Lofgren says an underinvestment in roads will lead to catastrophic events

During evening rush hour on August 1, 2007, the I-35W Mississippi River bridge in Minneapolis, Minnesota suddenly collapsed. Several vehicles dropped into the 15-foot-deep river below; others remained stranded on the collapsed sections of the bridge. Thirteen people were killed and 145 were injured.

“This example is dramatic, but it’s just the beginning,” said Christopher Lofgren, the president and CEO of Schneider, a provider of transportation and logistics services. “Catastrophes are going to come at us at a more furious rate.”

Christopher LofgrenDuring the 33rd annual William A. Patterson Transportation Lecture, Lofgren argued for increased funding for America’s highway system. “Funding the Future, Lessons from the Past” took place on Tuesday, June 10 in the McCormick Tribune Center Forum.

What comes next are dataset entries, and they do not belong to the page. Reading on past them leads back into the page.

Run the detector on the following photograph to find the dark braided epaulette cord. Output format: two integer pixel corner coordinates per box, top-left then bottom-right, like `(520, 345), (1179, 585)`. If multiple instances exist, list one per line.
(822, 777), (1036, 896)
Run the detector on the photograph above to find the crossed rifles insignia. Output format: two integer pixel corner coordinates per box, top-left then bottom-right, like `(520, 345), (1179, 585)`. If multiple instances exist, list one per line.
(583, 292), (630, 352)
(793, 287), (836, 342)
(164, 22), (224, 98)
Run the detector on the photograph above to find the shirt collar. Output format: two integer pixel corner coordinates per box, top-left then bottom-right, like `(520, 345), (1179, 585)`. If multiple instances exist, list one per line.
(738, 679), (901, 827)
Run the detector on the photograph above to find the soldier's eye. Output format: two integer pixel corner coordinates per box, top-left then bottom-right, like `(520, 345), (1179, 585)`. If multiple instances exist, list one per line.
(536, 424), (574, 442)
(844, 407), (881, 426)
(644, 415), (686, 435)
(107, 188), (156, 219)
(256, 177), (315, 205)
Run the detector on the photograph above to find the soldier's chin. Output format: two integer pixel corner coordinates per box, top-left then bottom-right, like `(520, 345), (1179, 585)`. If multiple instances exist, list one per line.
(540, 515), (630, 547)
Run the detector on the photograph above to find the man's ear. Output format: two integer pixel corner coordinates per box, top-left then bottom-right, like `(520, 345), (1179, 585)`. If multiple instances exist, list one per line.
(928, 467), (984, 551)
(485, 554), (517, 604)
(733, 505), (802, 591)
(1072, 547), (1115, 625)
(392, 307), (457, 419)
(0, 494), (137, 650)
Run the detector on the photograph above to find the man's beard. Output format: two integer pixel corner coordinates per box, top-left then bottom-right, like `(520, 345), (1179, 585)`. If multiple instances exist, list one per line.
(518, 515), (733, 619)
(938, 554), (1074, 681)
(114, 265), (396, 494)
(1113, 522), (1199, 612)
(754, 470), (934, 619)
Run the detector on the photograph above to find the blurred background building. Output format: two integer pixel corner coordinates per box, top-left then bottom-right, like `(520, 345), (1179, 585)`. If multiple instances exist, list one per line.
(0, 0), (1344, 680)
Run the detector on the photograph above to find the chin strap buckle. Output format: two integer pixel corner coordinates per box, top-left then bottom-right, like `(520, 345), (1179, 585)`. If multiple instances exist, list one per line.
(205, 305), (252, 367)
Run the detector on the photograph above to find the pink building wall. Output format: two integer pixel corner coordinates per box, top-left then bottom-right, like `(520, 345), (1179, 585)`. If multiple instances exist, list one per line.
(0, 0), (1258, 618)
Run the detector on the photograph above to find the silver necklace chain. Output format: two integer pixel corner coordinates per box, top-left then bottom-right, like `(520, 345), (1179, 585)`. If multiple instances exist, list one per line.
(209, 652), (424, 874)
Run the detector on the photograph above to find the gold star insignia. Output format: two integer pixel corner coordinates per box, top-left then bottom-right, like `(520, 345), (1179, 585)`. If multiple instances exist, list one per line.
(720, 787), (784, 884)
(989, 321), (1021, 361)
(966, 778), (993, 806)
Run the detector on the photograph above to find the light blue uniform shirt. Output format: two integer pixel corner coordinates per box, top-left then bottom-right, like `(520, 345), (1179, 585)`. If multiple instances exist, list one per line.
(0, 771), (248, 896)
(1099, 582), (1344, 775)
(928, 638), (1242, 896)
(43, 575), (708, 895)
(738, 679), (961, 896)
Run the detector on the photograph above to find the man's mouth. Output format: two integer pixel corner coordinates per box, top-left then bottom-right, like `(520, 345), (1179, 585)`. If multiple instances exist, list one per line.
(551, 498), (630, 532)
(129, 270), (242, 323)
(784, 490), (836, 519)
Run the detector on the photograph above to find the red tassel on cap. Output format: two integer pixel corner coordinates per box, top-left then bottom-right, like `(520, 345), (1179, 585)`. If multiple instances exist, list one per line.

When President Dwight D. Eisenhower introduced the Highway Trust Fund in 1956, the goal was to construct and maintain the interstate highway system. According to Lofgren, the fund has since deviated from its original mission. It began funding mass transit in 1970 and bike paths, sidewalks, and recreation trails in 1991. This overextension has drastically depleted resources for roads. Lofgren predicts that the Highway Trust Fund will become bankrupt this summer, making disasters like the Minnesota bridge collapse more commonplace.

“We are underinvesting in crumbling infrastructure,” Lofgren said. “The more deterioration we allow, the higher likelihood of something catastrophic happening. But there is political reluctance on both sides of the aisle to fix it.”

Lofgren proposed a user-pays approach to reinvesting in the highway system. This could include higher taxes on gas, more road tolls, distance- or time-based fees, and congestion charges. However, politicians have been historically averse to implementing these changes. Republicans do not want to raise taxes and lose favor with their supporters, Lofgren said, and Democrats worry that extra fees would be unfair to lower-income Americans.

Lofgren noted that China, Australia, and Japan invest much more in their highways because they see roads as a key part of commerce. “But we don’t think of it that way,” Lofgren added. He asked the audience to consider plans implemented in London and Singapore. Both cities employ congestion charges—requiring higher tolls during rush hour in an attempt to spread out traffic more evenly through the day. In both instances, economics drove behavior change.

“Who will support this here?” Lofgren asked. “Politicians worry that it would be ‘political suicide.’ But the magnitude of the challenge will not just go away. We can’t just lower our heads and look away until the next bridge goes out.”

The William A. Patterson Transportation Lecture is supported by the Patterson Endowment and coordinated by the Northwestern University Transportation Center, an interdisciplinary education and research institution at the McCormick School of Engineering and Applied Science that's dedicated to the long-term improvement of global transportation and supply chain systems.